На пути пышной процессии ожидались тысячные толпы, а радиотрансляцию королевского праздника хотели услышать миллионы людей. Вначале королева возражала против телевизионной трансляции, и в этом ее поддерживали мать, Черчилль, Ласселс и архиепископ Кентерберийский д-р Джеффри Фишер. Они опасались, что привычка королевы облизывать губы может смазать впечатление от возвышенного зрелища. Елизавета серьезно относилась к божественному значению коронации, когда обыкновенный смертный превращался в мощный символ, чуть ли не в божество. Торжественный ритуал насчитывал более тысячи лет. В глубине души Елизавета была традиционалисткой и противилась тому, чтобы священное событие проходило под бесстрастным оком телевизионных камер. Кроме того, это означало дополнительный стресс. Малейшая оплошность, каких случилось немало при коронации отца, была бы навсегда зафиксирована и многократно повторена. Елизавета, которая не могла заснуть, если ее туфли не занимали строго предназначенное им место под кроватью, не хотела ставить под угрозу себя, свое имя и имя своей семьи в угоду технической моде.
Когда у ее отца спросили разрешения оснастить Вестминстерское аббатство телевизионными камерами, он категорически возразил, так что его мнение, совпадавшее с ее собственным, решило дело. Что вполне удовлетворяло короля, подходило и ей. В этом принципиальном вопросе она серьезно поссорилась с мужем, которого назначили председателем комитета по подготовке коронации. Филипп хотел рассеять полумрак, царивший в магических стенах. Он считал, что телевизионная трансляция найдет отклик у молодого поколения и ознаменует начало новой динамичной Елизаветинской эпохи. Мнение принца не приняли во внимание, и правительство в октябре объявило о решении транслировать церемонию по радио.

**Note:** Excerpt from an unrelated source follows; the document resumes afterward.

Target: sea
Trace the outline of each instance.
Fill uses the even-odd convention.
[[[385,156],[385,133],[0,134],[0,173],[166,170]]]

Не прошло и нескольких часов, как политики и газетные редакторы, не говоря уже о телевизионной компании, подняли шум.
Газета
Теперь, когда телевидение стало частью церемонии, Елизавета твердо решила, что камеры не зафиксируют ни малейшего промаха с ее стороны. Она проводила многие часы в Белой гостиной Букингемского дворца, репетируя свою речь и проходя по импровизированному коридору между указателями и ограничительной лентой, которые отмечали каждую часть церемонии. Она многократно слушала записи отцовской коронационной церемонии, отмечая особо трудные моменты. Посреди ежедневных дел то и дело примеряла неудобную корону святого Эдуарда из чистого золота с украшениями из рубинов и сапфиров. Требовалось время, чтобы привыкнуть к ее пяти фунтам веса[18]
44. Порой она практиковалась на мешочке с мукой вместо короны и прикрепляла к плечам белую материю, заменявшую парадную мантию. Во время одной из репетиций она отозвала в сторону епископа Дарема и умоляла его не шевелить бровями, поскольку это вызывало у нее смех45.Во время отцовской коронации священная церемония чуть не превратилась в фарс. Корону надели на его голову не той стороной, епископ встал ногами на его мантию, и отец не мог сдвинуться с места; Библия оказалась слишком тяжелой, и в качестве последнего унизительного штриха палец архиепископа Кентерберийского оказался на тексте присяги и мешал королю ее зачитать. Помня все эти промахи, королева обращала внимание на каждую деталь. Она просила, чтобы в Вестминстерском аббатстве положили ковер с коротким ворсом, чтобы не застревали каблуки и шлейф, а корону распорядилась пометить двумя звездочками, чтобы архиепископ Кентерберийский мог отличить переднюю часть от задней. Она выбирала цветы и знакомилась с дизайном специально выпускаемой к событию почтовой марки. Обычно она не отличалась тщеславием, но тут просмотрела десятки своих фотографий, выбирая макияж и помаду для крупных планов на телеэкране. Несмотря на все эти скрупулезные приготовления, модельер Норман Хартнелл пришил к платью крошечный блестящий цветок клевера с четырьмя лепестками – на счастье.